For clarity, do you agree with the Popper on this (that corroboration says nothing whatever about the future performance of a theory)?

Yup, you got it. There's no establishing a rational basis for action, it cannot be done. You have done a good job articulating some of the obstacles to this in your original post. We can, however, still use reason and logic in the method of eliminating errors in the pursuit of truth. That's Popper's insight.

A small note: there is no "known false" category. Falsification is not justified either, it is as conjectural as anything else. So yes, justification doesn't work, and there is no rational basis to be had. But we can still engage in the rational pursuit of truth, in the sense of using reason and experience to temper our conjectures about the world.

As for your future reading, go with your interests, of course, but I can still recommend this short article articulating this position: https://www.science.org/doi/10.1126/science.284.5420.1625

The beauty and clarity of Popper's view is relinquishing justification and the search for a "basis", which reason and rationality are not capable of providing, but still maintaining rationality, empiricism, and the pursuit of truth. It's worth keeping in mind at least, as a possible different path that eschews the use of justification and "good reasons" but retains the use of reason and truth as the aim of science. If ever you stop believing in miracles, you need not despair of reason just yet, give Popper's view a shot first :)

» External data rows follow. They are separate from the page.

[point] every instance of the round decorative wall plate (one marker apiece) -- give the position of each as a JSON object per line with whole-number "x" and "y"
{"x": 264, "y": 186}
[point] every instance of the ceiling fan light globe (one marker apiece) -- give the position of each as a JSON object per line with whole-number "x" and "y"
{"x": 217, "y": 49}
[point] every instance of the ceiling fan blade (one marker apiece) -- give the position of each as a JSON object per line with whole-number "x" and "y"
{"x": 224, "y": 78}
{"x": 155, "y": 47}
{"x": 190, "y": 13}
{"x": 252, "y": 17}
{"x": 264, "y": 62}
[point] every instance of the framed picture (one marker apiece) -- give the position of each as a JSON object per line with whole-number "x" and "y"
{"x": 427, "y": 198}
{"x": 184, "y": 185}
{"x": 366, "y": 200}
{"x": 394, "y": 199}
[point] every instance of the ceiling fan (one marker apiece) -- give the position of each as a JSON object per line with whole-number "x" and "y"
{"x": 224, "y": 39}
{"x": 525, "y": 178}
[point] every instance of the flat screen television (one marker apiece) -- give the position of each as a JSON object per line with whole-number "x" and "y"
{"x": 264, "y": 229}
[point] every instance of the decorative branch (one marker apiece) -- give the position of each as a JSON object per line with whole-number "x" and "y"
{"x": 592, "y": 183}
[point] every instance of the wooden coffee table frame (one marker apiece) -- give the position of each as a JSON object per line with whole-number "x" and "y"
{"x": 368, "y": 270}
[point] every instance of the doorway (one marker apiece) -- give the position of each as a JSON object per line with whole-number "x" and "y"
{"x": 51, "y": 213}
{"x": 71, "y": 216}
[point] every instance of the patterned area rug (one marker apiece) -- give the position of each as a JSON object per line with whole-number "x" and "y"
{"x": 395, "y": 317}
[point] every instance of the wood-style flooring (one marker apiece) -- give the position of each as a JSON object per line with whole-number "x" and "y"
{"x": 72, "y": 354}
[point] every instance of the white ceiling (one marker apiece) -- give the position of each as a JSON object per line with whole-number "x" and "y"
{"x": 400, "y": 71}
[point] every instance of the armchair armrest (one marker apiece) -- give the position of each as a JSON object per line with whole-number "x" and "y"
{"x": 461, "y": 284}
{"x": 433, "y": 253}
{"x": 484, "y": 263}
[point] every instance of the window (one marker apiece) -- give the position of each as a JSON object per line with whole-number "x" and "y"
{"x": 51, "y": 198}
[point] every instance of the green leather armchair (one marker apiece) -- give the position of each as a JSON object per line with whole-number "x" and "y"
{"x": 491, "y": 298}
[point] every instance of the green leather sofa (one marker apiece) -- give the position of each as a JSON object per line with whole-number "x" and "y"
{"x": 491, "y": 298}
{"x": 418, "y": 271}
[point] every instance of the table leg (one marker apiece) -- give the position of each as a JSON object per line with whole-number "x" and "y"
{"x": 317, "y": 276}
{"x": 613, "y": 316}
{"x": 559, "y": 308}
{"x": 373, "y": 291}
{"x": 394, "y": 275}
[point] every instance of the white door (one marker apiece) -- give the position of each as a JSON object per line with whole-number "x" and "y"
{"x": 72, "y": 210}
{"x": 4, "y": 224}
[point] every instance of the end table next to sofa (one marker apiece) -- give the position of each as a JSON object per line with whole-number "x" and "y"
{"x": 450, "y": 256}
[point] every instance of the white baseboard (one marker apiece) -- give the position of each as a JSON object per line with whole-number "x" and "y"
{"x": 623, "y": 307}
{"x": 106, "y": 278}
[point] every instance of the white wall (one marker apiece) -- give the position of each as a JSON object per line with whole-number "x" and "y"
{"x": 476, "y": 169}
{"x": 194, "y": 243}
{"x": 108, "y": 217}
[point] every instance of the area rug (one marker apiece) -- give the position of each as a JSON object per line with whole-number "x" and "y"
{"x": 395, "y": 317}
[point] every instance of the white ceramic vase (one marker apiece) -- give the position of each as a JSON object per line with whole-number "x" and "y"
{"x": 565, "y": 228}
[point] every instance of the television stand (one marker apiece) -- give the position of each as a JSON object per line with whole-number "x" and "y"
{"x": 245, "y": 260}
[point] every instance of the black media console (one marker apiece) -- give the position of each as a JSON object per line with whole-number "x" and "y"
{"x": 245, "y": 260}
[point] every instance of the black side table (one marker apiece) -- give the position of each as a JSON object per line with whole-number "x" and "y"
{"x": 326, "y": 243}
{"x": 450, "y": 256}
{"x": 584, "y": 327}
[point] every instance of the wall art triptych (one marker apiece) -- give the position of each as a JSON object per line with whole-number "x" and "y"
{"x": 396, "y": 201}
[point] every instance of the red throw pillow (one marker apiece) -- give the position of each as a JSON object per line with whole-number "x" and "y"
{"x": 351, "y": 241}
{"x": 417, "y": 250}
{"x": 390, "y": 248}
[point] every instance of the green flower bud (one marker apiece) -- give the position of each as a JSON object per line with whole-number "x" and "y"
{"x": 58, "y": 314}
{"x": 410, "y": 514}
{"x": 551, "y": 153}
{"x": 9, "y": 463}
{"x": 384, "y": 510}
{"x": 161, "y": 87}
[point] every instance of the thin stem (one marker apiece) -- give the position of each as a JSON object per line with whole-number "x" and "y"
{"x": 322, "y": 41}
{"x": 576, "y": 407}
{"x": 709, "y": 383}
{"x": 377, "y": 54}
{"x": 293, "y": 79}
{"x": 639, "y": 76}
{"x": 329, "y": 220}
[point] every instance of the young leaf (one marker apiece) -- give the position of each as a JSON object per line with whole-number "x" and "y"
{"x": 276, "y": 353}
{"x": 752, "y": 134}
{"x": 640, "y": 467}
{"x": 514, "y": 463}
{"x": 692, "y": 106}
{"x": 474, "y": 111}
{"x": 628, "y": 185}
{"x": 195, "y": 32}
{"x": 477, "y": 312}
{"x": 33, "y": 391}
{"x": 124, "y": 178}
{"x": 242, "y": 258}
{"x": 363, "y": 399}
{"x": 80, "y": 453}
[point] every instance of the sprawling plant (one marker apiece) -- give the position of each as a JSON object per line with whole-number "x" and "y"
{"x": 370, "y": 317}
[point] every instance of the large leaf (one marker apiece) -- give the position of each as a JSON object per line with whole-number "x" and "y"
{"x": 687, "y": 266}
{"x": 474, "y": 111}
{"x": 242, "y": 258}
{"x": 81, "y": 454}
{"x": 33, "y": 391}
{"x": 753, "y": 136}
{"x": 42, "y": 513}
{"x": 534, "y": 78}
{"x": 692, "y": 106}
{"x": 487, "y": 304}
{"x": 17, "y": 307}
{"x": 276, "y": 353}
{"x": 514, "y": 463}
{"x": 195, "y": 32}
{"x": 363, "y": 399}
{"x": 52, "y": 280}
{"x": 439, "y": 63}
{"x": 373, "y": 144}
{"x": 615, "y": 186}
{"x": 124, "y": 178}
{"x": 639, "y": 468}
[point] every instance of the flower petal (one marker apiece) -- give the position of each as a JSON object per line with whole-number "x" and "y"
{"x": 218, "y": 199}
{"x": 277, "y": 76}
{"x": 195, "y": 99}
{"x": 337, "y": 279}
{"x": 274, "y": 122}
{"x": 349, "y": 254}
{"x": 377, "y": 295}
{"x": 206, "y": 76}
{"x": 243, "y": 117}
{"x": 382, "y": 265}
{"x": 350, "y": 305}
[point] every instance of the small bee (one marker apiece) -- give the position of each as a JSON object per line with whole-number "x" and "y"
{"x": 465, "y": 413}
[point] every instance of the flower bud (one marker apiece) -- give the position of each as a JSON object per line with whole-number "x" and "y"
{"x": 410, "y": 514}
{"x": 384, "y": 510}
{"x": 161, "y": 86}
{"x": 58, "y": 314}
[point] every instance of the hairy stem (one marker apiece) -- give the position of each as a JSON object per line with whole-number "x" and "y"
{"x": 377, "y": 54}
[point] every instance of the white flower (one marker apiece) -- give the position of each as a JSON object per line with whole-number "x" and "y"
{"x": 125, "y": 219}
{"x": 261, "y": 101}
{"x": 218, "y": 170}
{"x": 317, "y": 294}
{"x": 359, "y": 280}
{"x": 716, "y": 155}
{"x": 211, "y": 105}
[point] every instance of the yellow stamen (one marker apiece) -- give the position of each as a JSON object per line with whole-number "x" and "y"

I'll leave you with a final Popper quote:

And I propose to replace, therefore, the question of the sources of our knowledge by the entirely different question: ‘How can we hope to detect and eliminate error?’ The question of the sources of our knowledge, like so many authoritarian questions, is a genetic one. It asks for the origin of our knowledge, in the belief that knowledge may legitimize itself by its pedigree. The nobility of the racially pure knowledge, the untainted knowledge, the knowledge which derives from the highest authority, if possible from God: these are the (often unconscious) metaphysical ideas behind the question. My modified question, ‘How can we hope to detect error?’ may be said to derive from the view that such pure, untainted and certain sources do not exist, and that questions of origin or of purity should not be confounded with questions of validity, or of truth. …. The proper answer to my question ‘How can we hope to detect and eliminate error?’ is I believe, ‘By criticizing the theories or guesses of others and – if we can train ourselves to do so – by criticizing our own theories or guesses.’ …. So my answer to the questions ‘How do you know? What is the source or the basis of your assertion? What observations have led you to it?’ would be: ‘I do not know: my assertion was merely a guess. Never mind the source, or the sources, from which it may spring – there are many possible sources, and I may not be aware of half of them; and origins or pedigrees have in any case little bearing upon truth. But if you are interested in the problem which I tried to solve by my tentative assertion, you may help me by criticizing it as severely as you can; and if you can design some experimental test which you think might refute my assertion, I shall gladly, and to the best of my powers, help you to refute it.